Food is meant for eating, and isn’t nearly as satisfying in pictorial form anyway. In any case, why would you take pictures when you have at your disposal a comprehensive memory system?

7. Remember Their Name

Just don’t stretch it. Maybe use it every other sentence, instead of every other word.

Don’t stretch it out into weird polysyllabic resemblances of their name. It’s Josh. Not Josh-eee, or Clar-eece. This is neither acceptable in spoken conversation or online communication and should be specifically reserved for those under the age of 8.

Most importantly, try not to do what the media does and create alliterative or rhyming nicknames for your friends. They’ll hate you for it, and you might end up regretting the decision later down the line.

8. Take Your Time

Live as if you’re confined in a maximum security prison and charged with multiple life sentences.

Imagine: Between eating food far below your exquisite standards and wondering how force-resistant your holding cell’s glass is, most of your life consists of long stretches of boredom replaced by greater stretches of somehow greater boredom.

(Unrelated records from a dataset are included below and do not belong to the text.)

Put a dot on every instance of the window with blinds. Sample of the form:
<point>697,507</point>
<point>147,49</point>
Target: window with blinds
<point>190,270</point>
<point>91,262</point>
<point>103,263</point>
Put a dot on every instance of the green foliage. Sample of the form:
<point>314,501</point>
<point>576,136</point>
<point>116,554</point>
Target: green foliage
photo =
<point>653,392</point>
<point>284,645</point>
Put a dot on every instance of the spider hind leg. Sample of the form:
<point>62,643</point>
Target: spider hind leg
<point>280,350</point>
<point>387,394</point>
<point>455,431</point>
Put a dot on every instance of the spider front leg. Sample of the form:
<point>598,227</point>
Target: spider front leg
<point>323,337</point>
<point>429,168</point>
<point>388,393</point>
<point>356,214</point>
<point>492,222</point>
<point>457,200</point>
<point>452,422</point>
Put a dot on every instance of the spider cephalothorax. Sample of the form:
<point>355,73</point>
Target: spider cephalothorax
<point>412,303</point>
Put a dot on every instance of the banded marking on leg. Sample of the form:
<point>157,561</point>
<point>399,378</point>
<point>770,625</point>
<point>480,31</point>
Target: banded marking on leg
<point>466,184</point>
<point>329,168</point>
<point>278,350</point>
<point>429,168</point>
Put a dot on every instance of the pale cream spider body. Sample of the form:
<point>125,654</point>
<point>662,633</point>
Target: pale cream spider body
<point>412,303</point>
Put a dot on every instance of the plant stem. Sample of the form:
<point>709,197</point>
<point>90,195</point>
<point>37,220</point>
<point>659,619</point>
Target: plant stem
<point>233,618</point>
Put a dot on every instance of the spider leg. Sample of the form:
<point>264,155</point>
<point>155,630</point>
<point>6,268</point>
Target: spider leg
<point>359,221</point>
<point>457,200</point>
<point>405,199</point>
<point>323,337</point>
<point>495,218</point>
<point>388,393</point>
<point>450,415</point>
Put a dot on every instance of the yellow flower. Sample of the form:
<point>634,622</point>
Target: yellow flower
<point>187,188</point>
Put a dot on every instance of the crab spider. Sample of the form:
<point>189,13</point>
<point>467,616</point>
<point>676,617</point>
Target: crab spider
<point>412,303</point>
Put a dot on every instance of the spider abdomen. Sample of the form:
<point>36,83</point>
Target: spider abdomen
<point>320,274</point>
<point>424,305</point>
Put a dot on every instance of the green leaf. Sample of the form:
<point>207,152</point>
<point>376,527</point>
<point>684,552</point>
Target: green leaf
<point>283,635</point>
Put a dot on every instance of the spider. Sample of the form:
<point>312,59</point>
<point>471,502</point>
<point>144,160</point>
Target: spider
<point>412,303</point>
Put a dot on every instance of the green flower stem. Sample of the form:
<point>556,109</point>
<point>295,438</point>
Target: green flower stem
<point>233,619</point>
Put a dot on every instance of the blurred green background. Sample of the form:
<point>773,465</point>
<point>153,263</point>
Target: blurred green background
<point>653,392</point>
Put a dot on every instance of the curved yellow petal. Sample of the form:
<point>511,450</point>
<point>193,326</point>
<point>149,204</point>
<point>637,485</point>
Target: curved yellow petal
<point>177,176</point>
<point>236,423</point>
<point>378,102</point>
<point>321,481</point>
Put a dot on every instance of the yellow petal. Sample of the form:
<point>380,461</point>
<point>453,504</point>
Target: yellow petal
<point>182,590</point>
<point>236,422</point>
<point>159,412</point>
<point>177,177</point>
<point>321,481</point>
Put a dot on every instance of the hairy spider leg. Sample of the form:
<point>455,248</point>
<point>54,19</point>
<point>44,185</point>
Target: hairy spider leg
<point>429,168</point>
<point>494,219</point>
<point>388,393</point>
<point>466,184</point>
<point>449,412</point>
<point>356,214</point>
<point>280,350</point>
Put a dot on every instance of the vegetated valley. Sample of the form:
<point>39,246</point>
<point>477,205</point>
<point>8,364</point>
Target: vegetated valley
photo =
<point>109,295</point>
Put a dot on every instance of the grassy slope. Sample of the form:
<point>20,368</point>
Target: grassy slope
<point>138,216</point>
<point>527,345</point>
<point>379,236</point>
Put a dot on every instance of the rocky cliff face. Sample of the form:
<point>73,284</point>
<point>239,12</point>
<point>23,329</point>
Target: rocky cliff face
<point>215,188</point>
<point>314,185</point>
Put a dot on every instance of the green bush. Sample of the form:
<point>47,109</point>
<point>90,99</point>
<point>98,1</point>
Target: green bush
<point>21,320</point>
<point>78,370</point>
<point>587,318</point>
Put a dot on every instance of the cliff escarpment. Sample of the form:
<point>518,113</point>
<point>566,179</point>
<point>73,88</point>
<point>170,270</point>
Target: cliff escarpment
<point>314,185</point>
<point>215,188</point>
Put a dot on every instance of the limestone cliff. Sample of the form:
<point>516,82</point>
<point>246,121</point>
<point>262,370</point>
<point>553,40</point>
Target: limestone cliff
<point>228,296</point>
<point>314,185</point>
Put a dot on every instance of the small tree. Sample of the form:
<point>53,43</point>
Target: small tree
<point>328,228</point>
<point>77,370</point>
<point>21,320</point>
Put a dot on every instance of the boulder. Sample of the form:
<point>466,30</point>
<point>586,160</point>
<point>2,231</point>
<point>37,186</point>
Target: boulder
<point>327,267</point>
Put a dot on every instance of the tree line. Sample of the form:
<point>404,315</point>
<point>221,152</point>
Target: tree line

Your only source of entertainment is coming down the hallway, so you want to make the interaction last as long as possible. Even as you’re subconsciously trying to manipulate your conversation partner into doing something they don’t want to do but can’t help but do, treat your conversation partner like a much-needed visitor.

9. Patience Is a Virtue

Bored of the current conversation? Itching to get that phone out and see if there’s anything new in the world since you began this 15-minute charade?

If you’re starting to wonder how the person opposite you might taste caramelized and smoking over an open fire, it’s time to re-evaluate your situation.

Remember that everyone is normal and boring until you really get to know them—investigate their insides if you will. Imagine the first few interactions as a tedious but necessary preparation method until you can truly get to the juicy bits, the parts they usually hide from everybody else.

Until they’re ready to share their interiors with you (and remember, this takes time), be patient. It’s a universal, virtuous practice that will keep the fire of your friendship burning.

In a fast-paced technological world, it can be hard to apply Hannibal’s standards to slow down and engage. While Hannibal has some of the highest requisites for politesse out there, he can also be blinded by his own intelligence. Sometimes it’s best to just level with people, and treat them as people, not hunks of meat or analog versions of their more interesting digital presences.

Through the reams of wisdom offered by the good doctor himself and the power of perspective, you can go out there and wow the world with your ability to converse without reverting to any cannibalistic tendencies, or worse—pulling out your phone.